On Mar 25, 2010, at 11:09 AM, Joseph Stein wrote:
I have been researching ways to handle de-dupping data while running a
map/reduce program (so as to not re-calculate/re-aggregate data that
we have seen before[possibly months before]).
So roughly, your problem is that you have large amounts of historic
data and you need to merge in the current month. The best solution
that I've seen looks like:
Keep your historic data sorted by md5.
Run a MapReduce job to sort your new data into md5 order. Note that
you want a total order, but because the md5's are evenly spaced across
the key space this is easy. Basically, you pick a number of reduces
(eg. 256) and then use the top N bits of the MD5 to pick your reduce.
Since this job is only processing your new data, it is very fast.

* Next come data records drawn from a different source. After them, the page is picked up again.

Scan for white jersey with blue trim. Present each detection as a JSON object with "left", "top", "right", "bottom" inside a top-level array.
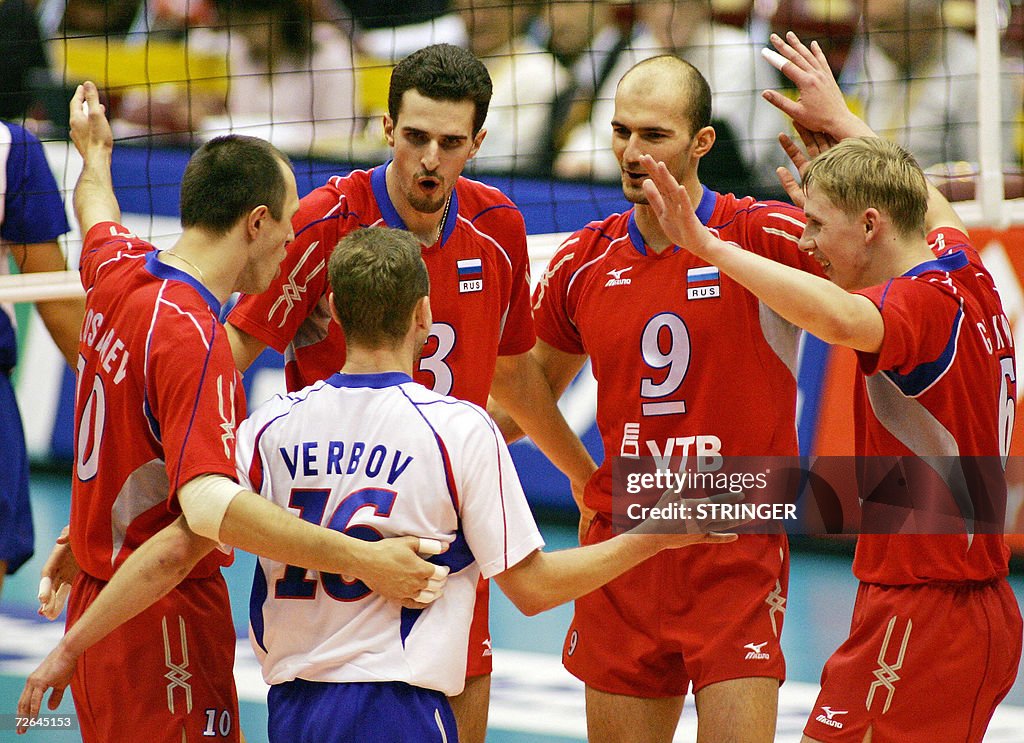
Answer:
[{"left": 237, "top": 373, "right": 544, "bottom": 695}]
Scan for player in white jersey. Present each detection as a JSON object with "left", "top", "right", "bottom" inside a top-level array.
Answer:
[{"left": 237, "top": 228, "right": 734, "bottom": 743}]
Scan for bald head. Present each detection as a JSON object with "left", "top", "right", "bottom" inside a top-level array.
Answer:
[{"left": 615, "top": 54, "right": 711, "bottom": 135}]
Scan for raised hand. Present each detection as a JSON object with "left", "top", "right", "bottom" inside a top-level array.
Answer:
[
  {"left": 775, "top": 122, "right": 837, "bottom": 207},
  {"left": 762, "top": 31, "right": 874, "bottom": 141},
  {"left": 39, "top": 526, "right": 79, "bottom": 621},
  {"left": 359, "top": 536, "right": 449, "bottom": 608}
]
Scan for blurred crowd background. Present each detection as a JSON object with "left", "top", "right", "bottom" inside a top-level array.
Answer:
[{"left": 0, "top": 0, "right": 1024, "bottom": 196}]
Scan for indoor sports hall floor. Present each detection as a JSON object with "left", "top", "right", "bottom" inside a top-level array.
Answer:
[{"left": 6, "top": 474, "right": 1024, "bottom": 743}]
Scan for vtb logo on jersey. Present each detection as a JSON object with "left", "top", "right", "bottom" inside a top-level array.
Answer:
[
  {"left": 743, "top": 643, "right": 771, "bottom": 660},
  {"left": 686, "top": 266, "right": 722, "bottom": 299},
  {"left": 456, "top": 258, "right": 483, "bottom": 294}
]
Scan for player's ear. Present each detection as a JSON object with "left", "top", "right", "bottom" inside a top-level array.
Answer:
[
  {"left": 469, "top": 129, "right": 487, "bottom": 159},
  {"left": 246, "top": 204, "right": 270, "bottom": 241},
  {"left": 327, "top": 292, "right": 341, "bottom": 325},
  {"left": 693, "top": 126, "right": 718, "bottom": 158},
  {"left": 413, "top": 297, "right": 434, "bottom": 334}
]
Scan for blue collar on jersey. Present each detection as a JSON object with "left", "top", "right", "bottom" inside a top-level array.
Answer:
[
  {"left": 903, "top": 251, "right": 971, "bottom": 276},
  {"left": 626, "top": 184, "right": 718, "bottom": 256},
  {"left": 145, "top": 251, "right": 221, "bottom": 318},
  {"left": 370, "top": 160, "right": 459, "bottom": 245},
  {"left": 327, "top": 372, "right": 413, "bottom": 390}
]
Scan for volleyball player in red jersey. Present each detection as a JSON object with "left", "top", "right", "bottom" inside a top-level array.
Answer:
[
  {"left": 228, "top": 44, "right": 594, "bottom": 743},
  {"left": 19, "top": 82, "right": 436, "bottom": 743},
  {"left": 645, "top": 33, "right": 1022, "bottom": 743},
  {"left": 534, "top": 55, "right": 817, "bottom": 743}
]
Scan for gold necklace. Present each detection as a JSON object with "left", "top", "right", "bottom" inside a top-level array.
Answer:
[
  {"left": 164, "top": 250, "right": 207, "bottom": 287},
  {"left": 430, "top": 193, "right": 452, "bottom": 245}
]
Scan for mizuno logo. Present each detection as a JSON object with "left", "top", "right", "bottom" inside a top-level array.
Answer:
[
  {"left": 534, "top": 253, "right": 575, "bottom": 309},
  {"left": 604, "top": 266, "right": 633, "bottom": 287},
  {"left": 266, "top": 241, "right": 327, "bottom": 327},
  {"left": 814, "top": 707, "right": 849, "bottom": 730},
  {"left": 765, "top": 580, "right": 785, "bottom": 638},
  {"left": 743, "top": 642, "right": 771, "bottom": 660}
]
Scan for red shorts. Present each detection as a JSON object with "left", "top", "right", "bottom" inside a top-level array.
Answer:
[
  {"left": 562, "top": 516, "right": 790, "bottom": 698},
  {"left": 466, "top": 578, "right": 494, "bottom": 679},
  {"left": 68, "top": 572, "right": 239, "bottom": 743},
  {"left": 804, "top": 579, "right": 1022, "bottom": 743}
]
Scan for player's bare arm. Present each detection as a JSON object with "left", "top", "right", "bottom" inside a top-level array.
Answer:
[
  {"left": 38, "top": 526, "right": 79, "bottom": 621},
  {"left": 641, "top": 155, "right": 884, "bottom": 353},
  {"left": 70, "top": 81, "right": 121, "bottom": 234},
  {"left": 762, "top": 31, "right": 878, "bottom": 140},
  {"left": 224, "top": 325, "right": 266, "bottom": 372},
  {"left": 495, "top": 501, "right": 742, "bottom": 616},
  {"left": 490, "top": 351, "right": 597, "bottom": 495}
]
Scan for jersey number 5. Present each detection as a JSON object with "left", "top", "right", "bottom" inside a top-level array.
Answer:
[
  {"left": 274, "top": 487, "right": 398, "bottom": 601},
  {"left": 640, "top": 312, "right": 690, "bottom": 416}
]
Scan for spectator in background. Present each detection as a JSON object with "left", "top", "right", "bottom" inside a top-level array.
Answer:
[
  {"left": 554, "top": 0, "right": 784, "bottom": 190},
  {"left": 122, "top": 0, "right": 356, "bottom": 155},
  {"left": 0, "top": 122, "right": 85, "bottom": 601},
  {"left": 339, "top": 0, "right": 466, "bottom": 64},
  {"left": 459, "top": 0, "right": 570, "bottom": 175},
  {"left": 530, "top": 0, "right": 630, "bottom": 165},
  {"left": 840, "top": 0, "right": 1021, "bottom": 172}
]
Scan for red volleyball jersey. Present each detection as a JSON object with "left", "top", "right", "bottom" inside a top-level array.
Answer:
[
  {"left": 534, "top": 188, "right": 820, "bottom": 513},
  {"left": 71, "top": 222, "right": 245, "bottom": 580},
  {"left": 230, "top": 165, "right": 535, "bottom": 405},
  {"left": 853, "top": 227, "right": 1017, "bottom": 585}
]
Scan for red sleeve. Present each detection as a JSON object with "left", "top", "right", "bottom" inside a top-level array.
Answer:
[
  {"left": 228, "top": 188, "right": 345, "bottom": 353},
  {"left": 473, "top": 203, "right": 537, "bottom": 356},
  {"left": 534, "top": 228, "right": 589, "bottom": 354},
  {"left": 146, "top": 304, "right": 245, "bottom": 508},
  {"left": 742, "top": 202, "right": 824, "bottom": 277},
  {"left": 79, "top": 222, "right": 156, "bottom": 291},
  {"left": 855, "top": 276, "right": 961, "bottom": 375}
]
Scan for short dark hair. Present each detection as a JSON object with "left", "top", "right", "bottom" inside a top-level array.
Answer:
[
  {"left": 327, "top": 227, "right": 430, "bottom": 348},
  {"left": 620, "top": 54, "right": 711, "bottom": 135},
  {"left": 387, "top": 44, "right": 492, "bottom": 136},
  {"left": 181, "top": 134, "right": 291, "bottom": 235}
]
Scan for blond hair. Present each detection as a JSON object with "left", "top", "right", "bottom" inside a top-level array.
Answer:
[
  {"left": 328, "top": 227, "right": 430, "bottom": 348},
  {"left": 803, "top": 137, "right": 928, "bottom": 236}
]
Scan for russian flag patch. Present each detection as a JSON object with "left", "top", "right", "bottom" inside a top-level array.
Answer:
[
  {"left": 686, "top": 266, "right": 722, "bottom": 299},
  {"left": 456, "top": 258, "right": 483, "bottom": 294}
]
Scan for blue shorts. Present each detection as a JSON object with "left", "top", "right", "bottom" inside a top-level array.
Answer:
[
  {"left": 0, "top": 378, "right": 34, "bottom": 573},
  {"left": 266, "top": 679, "right": 459, "bottom": 743}
]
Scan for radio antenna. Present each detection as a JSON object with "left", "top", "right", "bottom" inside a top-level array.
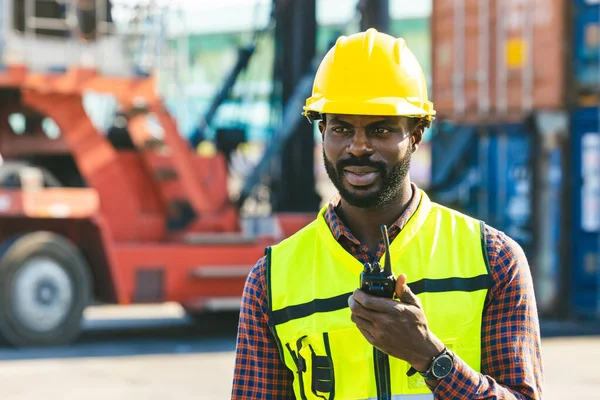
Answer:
[{"left": 381, "top": 225, "right": 392, "bottom": 275}]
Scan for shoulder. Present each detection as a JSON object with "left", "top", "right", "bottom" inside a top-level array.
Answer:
[
  {"left": 484, "top": 225, "right": 533, "bottom": 295},
  {"left": 484, "top": 224, "right": 529, "bottom": 269},
  {"left": 271, "top": 215, "right": 323, "bottom": 249},
  {"left": 244, "top": 256, "right": 267, "bottom": 299}
]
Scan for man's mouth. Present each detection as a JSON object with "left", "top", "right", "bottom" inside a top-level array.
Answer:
[{"left": 344, "top": 166, "right": 379, "bottom": 186}]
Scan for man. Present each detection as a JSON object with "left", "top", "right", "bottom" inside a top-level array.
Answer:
[{"left": 232, "top": 29, "right": 542, "bottom": 399}]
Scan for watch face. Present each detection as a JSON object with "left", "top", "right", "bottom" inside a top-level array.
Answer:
[{"left": 431, "top": 354, "right": 452, "bottom": 379}]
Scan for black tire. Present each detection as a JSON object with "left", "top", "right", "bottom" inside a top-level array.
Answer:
[{"left": 0, "top": 232, "right": 92, "bottom": 347}]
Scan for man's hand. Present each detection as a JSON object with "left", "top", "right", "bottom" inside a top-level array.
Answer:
[{"left": 348, "top": 274, "right": 444, "bottom": 371}]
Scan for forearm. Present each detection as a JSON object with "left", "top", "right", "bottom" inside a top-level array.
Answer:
[
  {"left": 231, "top": 262, "right": 294, "bottom": 400},
  {"left": 433, "top": 356, "right": 539, "bottom": 400}
]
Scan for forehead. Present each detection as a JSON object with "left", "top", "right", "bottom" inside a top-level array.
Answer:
[{"left": 325, "top": 114, "right": 408, "bottom": 127}]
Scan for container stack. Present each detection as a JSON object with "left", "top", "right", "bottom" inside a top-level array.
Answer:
[{"left": 430, "top": 0, "right": 600, "bottom": 318}]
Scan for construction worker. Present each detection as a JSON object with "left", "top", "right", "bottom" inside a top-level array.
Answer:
[{"left": 232, "top": 29, "right": 542, "bottom": 399}]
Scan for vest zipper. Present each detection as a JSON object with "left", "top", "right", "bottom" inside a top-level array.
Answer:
[
  {"left": 285, "top": 336, "right": 307, "bottom": 400},
  {"left": 373, "top": 347, "right": 392, "bottom": 400}
]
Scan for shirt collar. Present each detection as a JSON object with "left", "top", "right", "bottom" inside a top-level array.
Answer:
[{"left": 324, "top": 183, "right": 421, "bottom": 245}]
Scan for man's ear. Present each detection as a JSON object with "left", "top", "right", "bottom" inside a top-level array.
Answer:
[
  {"left": 410, "top": 121, "right": 426, "bottom": 152},
  {"left": 319, "top": 120, "right": 325, "bottom": 140}
]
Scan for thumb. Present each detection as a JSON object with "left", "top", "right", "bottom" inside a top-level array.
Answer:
[{"left": 396, "top": 274, "right": 421, "bottom": 308}]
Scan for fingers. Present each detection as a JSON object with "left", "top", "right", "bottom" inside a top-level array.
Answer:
[
  {"left": 348, "top": 296, "right": 373, "bottom": 321},
  {"left": 351, "top": 289, "right": 397, "bottom": 312},
  {"left": 396, "top": 274, "right": 423, "bottom": 308}
]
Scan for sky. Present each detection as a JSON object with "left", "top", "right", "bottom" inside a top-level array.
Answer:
[{"left": 113, "top": 0, "right": 431, "bottom": 33}]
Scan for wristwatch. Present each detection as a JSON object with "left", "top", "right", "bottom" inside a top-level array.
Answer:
[{"left": 417, "top": 348, "right": 454, "bottom": 381}]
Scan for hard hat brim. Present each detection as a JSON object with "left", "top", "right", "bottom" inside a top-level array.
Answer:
[{"left": 303, "top": 97, "right": 435, "bottom": 119}]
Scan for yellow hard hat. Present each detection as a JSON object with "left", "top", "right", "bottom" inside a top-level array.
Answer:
[{"left": 304, "top": 28, "right": 435, "bottom": 121}]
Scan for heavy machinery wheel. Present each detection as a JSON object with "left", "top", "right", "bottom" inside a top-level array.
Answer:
[{"left": 0, "top": 232, "right": 91, "bottom": 346}]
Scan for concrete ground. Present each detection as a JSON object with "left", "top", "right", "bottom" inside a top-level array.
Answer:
[{"left": 0, "top": 305, "right": 600, "bottom": 400}]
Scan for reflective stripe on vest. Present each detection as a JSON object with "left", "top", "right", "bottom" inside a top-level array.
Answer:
[{"left": 267, "top": 192, "right": 491, "bottom": 399}]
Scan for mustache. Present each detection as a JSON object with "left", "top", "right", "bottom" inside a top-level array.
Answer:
[{"left": 336, "top": 155, "right": 386, "bottom": 171}]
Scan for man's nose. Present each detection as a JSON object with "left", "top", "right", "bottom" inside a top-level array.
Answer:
[{"left": 346, "top": 131, "right": 373, "bottom": 157}]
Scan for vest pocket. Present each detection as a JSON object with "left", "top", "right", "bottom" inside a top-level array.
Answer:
[{"left": 285, "top": 332, "right": 335, "bottom": 400}]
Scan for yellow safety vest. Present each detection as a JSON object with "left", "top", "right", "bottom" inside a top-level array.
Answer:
[{"left": 266, "top": 192, "right": 491, "bottom": 400}]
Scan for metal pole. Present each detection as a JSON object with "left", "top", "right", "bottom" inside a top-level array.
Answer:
[
  {"left": 477, "top": 0, "right": 490, "bottom": 117},
  {"left": 496, "top": 0, "right": 507, "bottom": 115},
  {"left": 271, "top": 0, "right": 321, "bottom": 212},
  {"left": 356, "top": 0, "right": 390, "bottom": 33},
  {"left": 522, "top": 0, "right": 535, "bottom": 114},
  {"left": 452, "top": 0, "right": 466, "bottom": 116}
]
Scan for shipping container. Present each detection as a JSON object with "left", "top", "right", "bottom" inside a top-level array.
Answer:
[
  {"left": 428, "top": 113, "right": 569, "bottom": 316},
  {"left": 573, "top": 0, "right": 600, "bottom": 106},
  {"left": 430, "top": 124, "right": 533, "bottom": 253},
  {"left": 569, "top": 107, "right": 600, "bottom": 318},
  {"left": 431, "top": 0, "right": 572, "bottom": 123}
]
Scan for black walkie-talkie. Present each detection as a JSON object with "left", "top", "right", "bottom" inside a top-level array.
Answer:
[{"left": 360, "top": 225, "right": 396, "bottom": 299}]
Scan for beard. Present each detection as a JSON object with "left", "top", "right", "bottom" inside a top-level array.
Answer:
[{"left": 323, "top": 147, "right": 412, "bottom": 209}]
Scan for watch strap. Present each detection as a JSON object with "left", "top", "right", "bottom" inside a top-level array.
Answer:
[{"left": 406, "top": 347, "right": 454, "bottom": 381}]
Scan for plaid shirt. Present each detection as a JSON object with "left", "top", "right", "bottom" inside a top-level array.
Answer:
[{"left": 232, "top": 185, "right": 543, "bottom": 400}]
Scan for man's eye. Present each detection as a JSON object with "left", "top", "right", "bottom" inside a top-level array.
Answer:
[
  {"left": 373, "top": 128, "right": 391, "bottom": 135},
  {"left": 331, "top": 126, "right": 350, "bottom": 133}
]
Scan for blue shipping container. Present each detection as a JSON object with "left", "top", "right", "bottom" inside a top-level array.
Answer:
[
  {"left": 573, "top": 0, "right": 600, "bottom": 94},
  {"left": 432, "top": 124, "right": 533, "bottom": 252},
  {"left": 570, "top": 108, "right": 600, "bottom": 317}
]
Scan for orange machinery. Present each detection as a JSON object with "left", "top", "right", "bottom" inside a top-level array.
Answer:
[{"left": 0, "top": 0, "right": 313, "bottom": 345}]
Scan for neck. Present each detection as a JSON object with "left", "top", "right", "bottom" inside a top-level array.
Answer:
[{"left": 338, "top": 179, "right": 412, "bottom": 252}]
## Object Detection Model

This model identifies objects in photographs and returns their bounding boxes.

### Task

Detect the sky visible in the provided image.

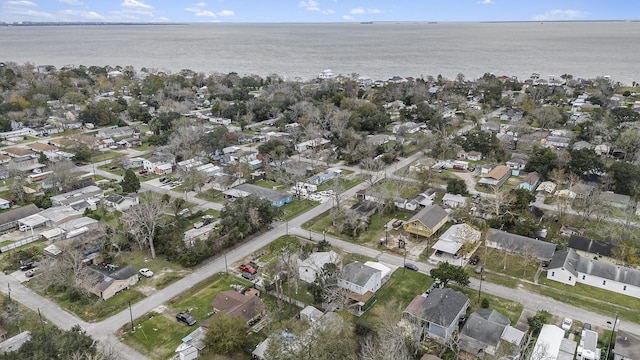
[0,0,640,23]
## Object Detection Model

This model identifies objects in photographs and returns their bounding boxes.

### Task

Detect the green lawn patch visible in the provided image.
[282,197,319,220]
[360,268,433,326]
[120,312,191,359]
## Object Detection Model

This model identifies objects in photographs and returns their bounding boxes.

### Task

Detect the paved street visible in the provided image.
[0,147,640,359]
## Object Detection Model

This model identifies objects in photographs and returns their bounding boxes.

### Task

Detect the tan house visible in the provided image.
[211,290,266,326]
[86,265,140,300]
[403,205,449,237]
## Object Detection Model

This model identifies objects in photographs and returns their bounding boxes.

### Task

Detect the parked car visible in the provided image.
[242,272,256,281]
[404,263,419,271]
[20,261,35,271]
[24,267,40,277]
[239,264,257,275]
[176,312,196,326]
[139,268,153,277]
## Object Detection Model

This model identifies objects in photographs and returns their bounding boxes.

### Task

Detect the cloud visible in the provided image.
[2,0,38,7]
[349,8,382,15]
[533,9,589,21]
[58,0,83,5]
[298,0,335,15]
[120,0,153,10]
[59,10,107,21]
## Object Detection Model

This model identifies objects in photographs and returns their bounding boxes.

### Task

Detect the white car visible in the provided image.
[139,268,153,277]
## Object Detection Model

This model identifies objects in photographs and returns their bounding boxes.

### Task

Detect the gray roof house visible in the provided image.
[547,249,640,298]
[402,288,469,342]
[485,229,556,261]
[459,308,510,358]
[338,262,382,295]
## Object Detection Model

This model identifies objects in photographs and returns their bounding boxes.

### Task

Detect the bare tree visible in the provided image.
[121,193,167,259]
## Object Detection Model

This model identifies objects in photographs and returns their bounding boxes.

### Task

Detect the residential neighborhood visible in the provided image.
[0,63,640,360]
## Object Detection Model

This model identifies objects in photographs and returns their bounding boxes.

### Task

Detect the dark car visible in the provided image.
[20,262,35,271]
[242,272,256,281]
[404,263,419,271]
[176,313,196,326]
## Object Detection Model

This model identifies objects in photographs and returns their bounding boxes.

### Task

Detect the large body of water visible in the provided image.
[0,22,640,84]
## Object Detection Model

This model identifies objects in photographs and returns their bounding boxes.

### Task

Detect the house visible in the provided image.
[298,251,340,284]
[51,185,104,206]
[547,249,640,298]
[576,329,601,360]
[402,288,469,343]
[85,265,139,300]
[122,157,144,169]
[153,163,173,175]
[600,191,631,209]
[506,153,529,176]
[338,262,382,295]
[480,121,500,132]
[403,205,449,237]
[223,184,292,207]
[0,204,40,231]
[442,193,467,209]
[103,193,140,212]
[484,229,556,262]
[211,290,266,326]
[567,234,615,260]
[479,165,511,188]
[531,324,577,360]
[459,308,510,359]
[518,171,540,191]
[432,224,481,262]
[613,329,640,360]
[96,126,135,139]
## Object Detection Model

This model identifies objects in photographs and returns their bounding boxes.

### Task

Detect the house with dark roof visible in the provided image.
[403,205,449,237]
[518,171,540,191]
[85,265,140,300]
[484,229,556,262]
[0,204,40,231]
[478,165,511,188]
[402,288,469,343]
[547,249,640,298]
[567,234,615,258]
[211,290,266,326]
[458,308,510,359]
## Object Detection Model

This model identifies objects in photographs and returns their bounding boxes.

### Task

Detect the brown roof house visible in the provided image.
[403,205,449,237]
[211,290,266,326]
[479,165,511,188]
[86,265,140,300]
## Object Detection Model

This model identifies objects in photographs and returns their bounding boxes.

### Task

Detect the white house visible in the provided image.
[338,262,382,295]
[298,251,340,284]
[547,248,640,299]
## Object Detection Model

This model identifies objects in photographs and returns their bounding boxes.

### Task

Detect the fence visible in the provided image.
[0,235,40,253]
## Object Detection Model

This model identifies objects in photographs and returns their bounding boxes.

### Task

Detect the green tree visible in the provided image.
[524,147,558,180]
[120,169,140,194]
[447,179,467,195]
[429,262,469,287]
[569,148,604,176]
[204,312,247,355]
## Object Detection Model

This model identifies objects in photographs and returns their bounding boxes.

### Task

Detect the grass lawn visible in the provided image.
[169,274,251,321]
[452,286,524,325]
[118,251,191,290]
[525,274,640,324]
[359,268,433,326]
[120,312,192,359]
[282,196,320,220]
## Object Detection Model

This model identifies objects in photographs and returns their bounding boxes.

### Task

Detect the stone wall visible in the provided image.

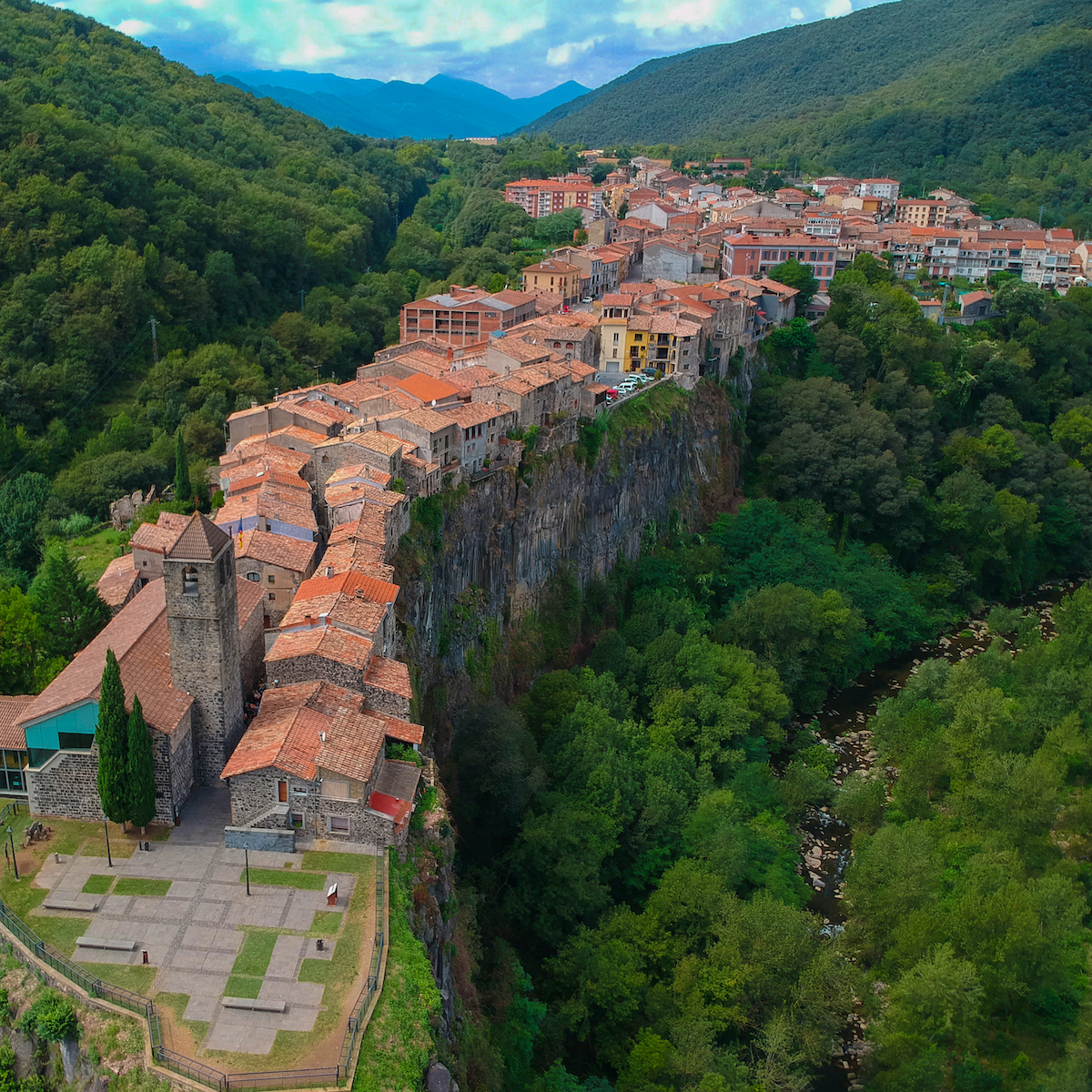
[163,541,242,785]
[164,706,193,823]
[224,826,296,853]
[269,655,364,693]
[228,768,395,846]
[353,682,410,721]
[26,743,100,820]
[237,595,266,699]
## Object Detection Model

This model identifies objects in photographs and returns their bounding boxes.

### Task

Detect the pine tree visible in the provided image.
[175,426,193,500]
[127,694,155,834]
[95,649,129,823]
[29,542,110,660]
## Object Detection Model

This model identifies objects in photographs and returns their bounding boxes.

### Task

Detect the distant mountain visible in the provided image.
[524,0,1092,189]
[217,69,588,140]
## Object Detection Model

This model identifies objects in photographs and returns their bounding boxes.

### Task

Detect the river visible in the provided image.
[801,581,1080,1092]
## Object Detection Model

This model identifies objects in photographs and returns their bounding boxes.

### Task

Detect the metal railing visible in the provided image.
[0,847,387,1092]
[338,854,387,1077]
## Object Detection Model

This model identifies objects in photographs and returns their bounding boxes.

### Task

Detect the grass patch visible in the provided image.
[247,868,327,891]
[203,852,375,1070]
[157,994,208,1052]
[231,933,278,978]
[67,528,127,583]
[224,974,262,997]
[24,913,91,956]
[114,875,170,897]
[80,963,158,997]
[349,858,440,1092]
[304,850,376,875]
[310,910,342,933]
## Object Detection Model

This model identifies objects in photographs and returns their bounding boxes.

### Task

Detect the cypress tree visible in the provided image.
[95,649,129,823]
[175,425,193,500]
[129,694,155,834]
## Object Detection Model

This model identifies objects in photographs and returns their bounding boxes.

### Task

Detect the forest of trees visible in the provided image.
[437,264,1092,1092]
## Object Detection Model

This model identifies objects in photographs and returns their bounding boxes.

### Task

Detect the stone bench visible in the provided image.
[219,997,284,1012]
[76,937,136,952]
[42,897,98,913]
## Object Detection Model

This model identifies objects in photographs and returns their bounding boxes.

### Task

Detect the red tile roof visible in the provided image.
[235,529,318,572]
[0,693,33,750]
[398,373,459,402]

Next you do a map-side join where each input split consists of an md5
range. The RecordReader reads from the historic and new datasets
merging them as they go. (You can use the map-side join library for
this.) Your map does the merge of the new and old. This is a map-only
job, so it also is very fast.
Of course if the new data is small enough you can read all of the new
input in each of the maps and just keep (and sort in ram) the new
records that are in the right range and do the merge from ram. This
lets you avoid the step where you sort the new data. This kind of
merge optimization is where Pig and Hive hide lots of the details from
the developer.
-- Owen